Jupiter’s Juno spacecraft has found how deep the Great Red Spot goes. Motherfucker goes deep!
We’ve known for a long time that Jupiter’s Great Red Spot was fucking superficially huge. But, we haven’t known how fucking deep it was. Until now! Thanks to Juno, we know that motherfucker is up to 310 miles deep. Goddamn!
The Verge:
NASA’s Juno spacecraft is revealing the massive structure of Jupiter’s iconic Great Red Spot, a gargantuan storm that’s been raging on the gas giant for centuries. By passing over the circular storm a couple times, Juno helped scientists confirm that the spot doesn’t just exist on the upper surface but extends hundreds of miles into the planet itself.
We’ve long known just how great the Great Red Spot is. The storm’s diameter is about 10,000 miles, or more than 16,000 kilometers, wide, meaning that our planet Earth could fit completely inside the wild tempest. But scientists never fully understood how deep the Great Red Spot was. Was it just a surface-level event, or did it reach deep into Jupiter?
Now, thanks to two science instruments on Juno, planetary researchers have figured out a pretty solid range for the spot. They put the depth of the storm between 300 and 500 kilometers, or between 186 and 310 miles deep, according to research published in Science. That may seem small compared to the width of the Great Red Spot, but the depth still makes this a very formidable weather event. “That means it’s a gigantic storm,” Yohai Kaspi, a Juno co-investigator at the Weizmann Institute of Science in Israel, tells The Verge. “If you would put this storm on Earth, it would extend all the way to the space station. So it’s just a monster.”

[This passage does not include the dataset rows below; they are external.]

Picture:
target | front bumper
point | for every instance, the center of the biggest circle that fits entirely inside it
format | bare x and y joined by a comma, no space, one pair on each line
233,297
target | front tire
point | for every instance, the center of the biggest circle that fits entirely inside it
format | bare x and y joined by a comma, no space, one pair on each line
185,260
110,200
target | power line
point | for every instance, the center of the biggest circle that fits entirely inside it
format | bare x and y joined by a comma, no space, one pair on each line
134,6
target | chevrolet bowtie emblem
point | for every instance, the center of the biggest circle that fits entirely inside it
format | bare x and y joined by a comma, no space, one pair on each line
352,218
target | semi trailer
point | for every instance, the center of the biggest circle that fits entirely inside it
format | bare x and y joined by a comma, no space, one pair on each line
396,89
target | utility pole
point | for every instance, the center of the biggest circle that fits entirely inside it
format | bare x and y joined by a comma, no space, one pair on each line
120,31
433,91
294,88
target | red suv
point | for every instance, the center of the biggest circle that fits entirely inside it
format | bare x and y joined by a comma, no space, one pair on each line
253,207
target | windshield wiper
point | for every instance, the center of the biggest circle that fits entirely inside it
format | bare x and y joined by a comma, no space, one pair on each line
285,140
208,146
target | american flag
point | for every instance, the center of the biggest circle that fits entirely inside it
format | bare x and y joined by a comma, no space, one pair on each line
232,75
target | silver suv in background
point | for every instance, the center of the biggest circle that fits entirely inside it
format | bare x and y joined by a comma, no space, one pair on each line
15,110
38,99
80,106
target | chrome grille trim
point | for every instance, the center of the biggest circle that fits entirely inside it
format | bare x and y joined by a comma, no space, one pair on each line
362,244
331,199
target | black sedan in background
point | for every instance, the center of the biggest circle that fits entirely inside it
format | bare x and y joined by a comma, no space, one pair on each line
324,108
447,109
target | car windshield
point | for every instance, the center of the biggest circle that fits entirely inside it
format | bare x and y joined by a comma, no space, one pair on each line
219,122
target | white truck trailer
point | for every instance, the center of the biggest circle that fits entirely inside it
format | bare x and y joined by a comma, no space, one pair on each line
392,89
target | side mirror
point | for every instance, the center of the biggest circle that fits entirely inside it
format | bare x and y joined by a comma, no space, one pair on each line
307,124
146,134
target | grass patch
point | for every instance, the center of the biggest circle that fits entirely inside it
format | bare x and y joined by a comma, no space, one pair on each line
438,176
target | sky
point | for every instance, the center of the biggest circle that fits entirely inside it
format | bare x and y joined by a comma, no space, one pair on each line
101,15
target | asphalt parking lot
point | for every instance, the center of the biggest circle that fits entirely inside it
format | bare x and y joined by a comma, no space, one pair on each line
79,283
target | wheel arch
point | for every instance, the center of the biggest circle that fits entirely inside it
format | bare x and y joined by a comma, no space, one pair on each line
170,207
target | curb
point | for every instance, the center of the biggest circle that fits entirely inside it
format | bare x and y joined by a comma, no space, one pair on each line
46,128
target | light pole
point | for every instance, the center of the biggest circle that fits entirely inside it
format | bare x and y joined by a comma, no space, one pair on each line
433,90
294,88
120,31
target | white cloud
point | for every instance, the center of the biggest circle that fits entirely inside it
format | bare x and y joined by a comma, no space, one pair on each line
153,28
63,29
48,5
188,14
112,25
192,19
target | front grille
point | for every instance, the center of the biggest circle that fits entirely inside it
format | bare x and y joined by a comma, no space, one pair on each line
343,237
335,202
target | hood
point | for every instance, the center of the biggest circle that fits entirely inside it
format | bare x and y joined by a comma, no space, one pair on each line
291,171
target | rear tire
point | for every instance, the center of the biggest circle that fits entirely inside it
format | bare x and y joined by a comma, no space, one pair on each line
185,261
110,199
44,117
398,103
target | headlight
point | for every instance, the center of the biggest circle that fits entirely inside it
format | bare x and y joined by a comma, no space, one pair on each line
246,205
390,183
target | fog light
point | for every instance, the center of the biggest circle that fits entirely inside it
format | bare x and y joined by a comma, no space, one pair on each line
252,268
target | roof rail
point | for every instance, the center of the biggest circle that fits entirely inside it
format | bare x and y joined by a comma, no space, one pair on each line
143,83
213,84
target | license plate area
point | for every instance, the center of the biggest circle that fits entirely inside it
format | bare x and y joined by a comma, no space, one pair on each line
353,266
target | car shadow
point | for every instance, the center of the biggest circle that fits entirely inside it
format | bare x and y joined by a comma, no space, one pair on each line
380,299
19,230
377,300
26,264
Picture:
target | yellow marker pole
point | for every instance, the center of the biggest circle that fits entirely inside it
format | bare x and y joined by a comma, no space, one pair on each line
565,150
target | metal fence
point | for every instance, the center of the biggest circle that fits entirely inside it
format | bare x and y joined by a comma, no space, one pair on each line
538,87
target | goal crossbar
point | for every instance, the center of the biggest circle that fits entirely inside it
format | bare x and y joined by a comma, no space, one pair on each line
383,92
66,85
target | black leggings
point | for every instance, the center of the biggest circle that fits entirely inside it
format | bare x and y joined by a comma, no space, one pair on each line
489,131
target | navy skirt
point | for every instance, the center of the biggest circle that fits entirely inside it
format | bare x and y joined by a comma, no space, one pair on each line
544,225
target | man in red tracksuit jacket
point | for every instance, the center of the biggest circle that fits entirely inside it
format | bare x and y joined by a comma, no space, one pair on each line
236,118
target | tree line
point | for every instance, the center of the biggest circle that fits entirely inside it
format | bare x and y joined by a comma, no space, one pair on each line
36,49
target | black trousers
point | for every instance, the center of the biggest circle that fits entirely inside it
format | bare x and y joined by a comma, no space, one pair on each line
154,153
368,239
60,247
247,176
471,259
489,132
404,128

Up until this decade, our best way of studying anything on Jupiter was to look at it from afar. Scientists could use NASA’s Hubble Space Telescope in orbit around Earth or other ground-based telescopes to study the Great Red Spot. Those instruments helped to nail down the storm’s width, but scientists could only speculate about the spot’s overall structure. “Some of them speculated that it was going to be very, very shallow, like we’re talking tens of kilometers,” Marzia Parisi, a research scientist on the Juno science team at NASA’s Jet Propulsion Laboratory, tells The Verge. “And some others, they thought, ‘Well, in theory, it could go as deep as to the core of Jupiter.’”
Then, in 2011, NASA launched its Juno spacecraft, a probe designed to get closer to Jupiter than any previous spacecraft had before. Juno spent five years traveling through deep space, and in 2016, the vehicle inserted itself into a very wide orbit around Jupiter, one that would take Juno close to the planet every 53 days. During these close passes, or “perijoves,” Juno has collected the majority of its data about Jupiter and what might be lingering inside the gas giant.
Perhaps the most exciting part of Juno’s mission is that the spacecraft was the first to pass over Jupiter’s poles — areas on the planet that had never been seen before the mission began. But in 2019, Juno did a small redirect. Scientists reoriented the spacecraft to pass over the Great Red Spot twice to get a better understanding of what’s going on underneath the storm.
During these passes, Juno measured the spot’s gravitational field in an attempt to figure out just how deep the storm goes. The Great Red Spot is so large that the Juno spacecraft can actually feel the small perturbations in gravity produced by the storm. Ultimately, the gravity signal revealed that the storm did not extend farther than 500 kilometers deep. Scientists then combined this info with previous microwave measurements taken by Juno back in 2017, which found that the storm extends at least as far as 300 kilometers deep. Those measurements put a pretty good maximum and minimum limit on the storm’s depth.
They’re the best measurements we’ve got by far of the Great Red Spot’s structure. But they also open up some questions. For one thing, the storm is deep, but not nearly as deep as some of the surrounding jet streams, which extend up to 1,800 miles, or 3,000 kilometers, into the planet. Juno also helped to pinpoint those measurements, and scientists aren’t sure why there’s a discrepancy there. “It’s surprising that it goes so deep… but it’s also surprising that it doesn’t go as deep as the jets,” Parisi says. “So something is happening at 500 kilometers that is basically dampening the Great Red Spot.”
That means there’s more still to learn about how things are churning away inside Jupiter. But thanks to Juno, scientists have a much more complete picture of the planet and its most famous storm than ever before. “Before, we just had this 2D view, just looking from the outside,” Kaspi says. “And now we have a complete three-dimensional view.”